The November 13 reading looks at what leaders do, specifically vision. They tell us that the best leaders are those who can paint a compelling picture of the future. A probing question is “Have you seen a leader cast a vision or paint a picture of the future in a compelling way? How was it done?”
This new devotional will be part of my daily reading for the next year.
- How Trump is Remaking Evangelicalism. Emma Green writes “Still Evangelical? a new book from InterVarsity Press which captures the way a certain segment of Christian leaders are thinking about this moment of evangelical identity crisis. All of the writers hold prominent positions in the worlds of ministry, seminaries, and religious advocacy, but none are household names outside of the Christian world.”
- 11 Classics Every Christian Should Read. Nicholas Davis writes “Of course, nothing is more classic than the Bible. Aside from the Holy Bible, however, there are certain books that all Christians who have access to books should read. The following list of books is not comprehensive but should give you a head start on some great literature that will encourage you in the Christian life.”
- 8 Upcoming Books That I’m Excited About. Some of these books have now been published.
- What I’m Currently Reading. Here is what I’m currently reading and listening to? What about you?
BOOK CLUB – Won’t you read along with us?
In this new book, step by step, phrase by phrase, Dr. Albert Mohler explains what the words in The Lord’s Prayer mean and how we are to pray them.
This week we look at Chapter 3: Hallowing the Father’s Name
- Every word we utter in prayer, every idea and concept that we form as we pray, and every emotion that flows out of our heart is a reflection of what we believe about God and about the gospel of Christ.
- As we approach Jesus’ teachings on prayer, we should ask ourselves: How do Jesus’ words correct any bad prayer habits I have developed?

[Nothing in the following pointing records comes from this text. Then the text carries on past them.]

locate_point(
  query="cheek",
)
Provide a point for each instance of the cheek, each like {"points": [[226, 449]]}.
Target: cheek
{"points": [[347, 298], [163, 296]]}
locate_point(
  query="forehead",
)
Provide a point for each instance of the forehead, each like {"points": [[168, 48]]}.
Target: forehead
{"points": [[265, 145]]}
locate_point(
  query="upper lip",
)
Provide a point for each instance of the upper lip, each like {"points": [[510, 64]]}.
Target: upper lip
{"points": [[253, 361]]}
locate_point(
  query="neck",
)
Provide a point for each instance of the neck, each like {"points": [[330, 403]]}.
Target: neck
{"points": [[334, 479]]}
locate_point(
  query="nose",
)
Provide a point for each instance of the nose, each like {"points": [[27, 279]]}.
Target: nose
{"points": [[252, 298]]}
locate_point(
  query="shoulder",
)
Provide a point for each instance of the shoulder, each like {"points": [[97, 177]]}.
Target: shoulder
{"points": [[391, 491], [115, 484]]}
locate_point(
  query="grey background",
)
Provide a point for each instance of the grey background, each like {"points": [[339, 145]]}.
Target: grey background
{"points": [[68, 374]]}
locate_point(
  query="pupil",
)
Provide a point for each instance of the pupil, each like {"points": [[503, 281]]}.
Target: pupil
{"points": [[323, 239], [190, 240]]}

How is Jesus challenging my prayer life and inviting me to enter into a more God-glorifying pattern of prayer?
- Jesus is making a tremendously powerful theological point by beginning his prayer with the word “our”. Jesus is reminding us that when we enter into a relationship with God, we enter into a relationship with his people.
- Do you notice what is stunningly absent? There is no first-person singular pronoun in the entire prayer!
- One of our greatest problems and deficiencies in prayer is that we begin with our own concerns and our own petitions without regard for our brothers and sisters.
- God is properly Father only to those who know him through the Son. Only by virtue of Jesus’ work on the cross can we truly say, “Our Father in heaven.”
- Our knowledge of God’s transcendence should shape our prayers by reminding us that prayer is a humble and reverent enterprise.
- God prescribes the vocabulary we ought to use when addressing him.
- Jesus is not merely saying that God’s name is hallowed; rather, he is asking God to make his name hallowed.
- Jesus’ first request is not that his personal needs be met, but that God’s glory and holiness be known and loved as it deserves. What a remarkably God-centered prayer.
- If we do not truly know the God to whom we speak, our prayers will remain impotent, facile, and devoid of life.
- If we come to know and love the God and Father of our Lord Jesus Christ, we will be motivated to pray and to pray as Jesus taught us.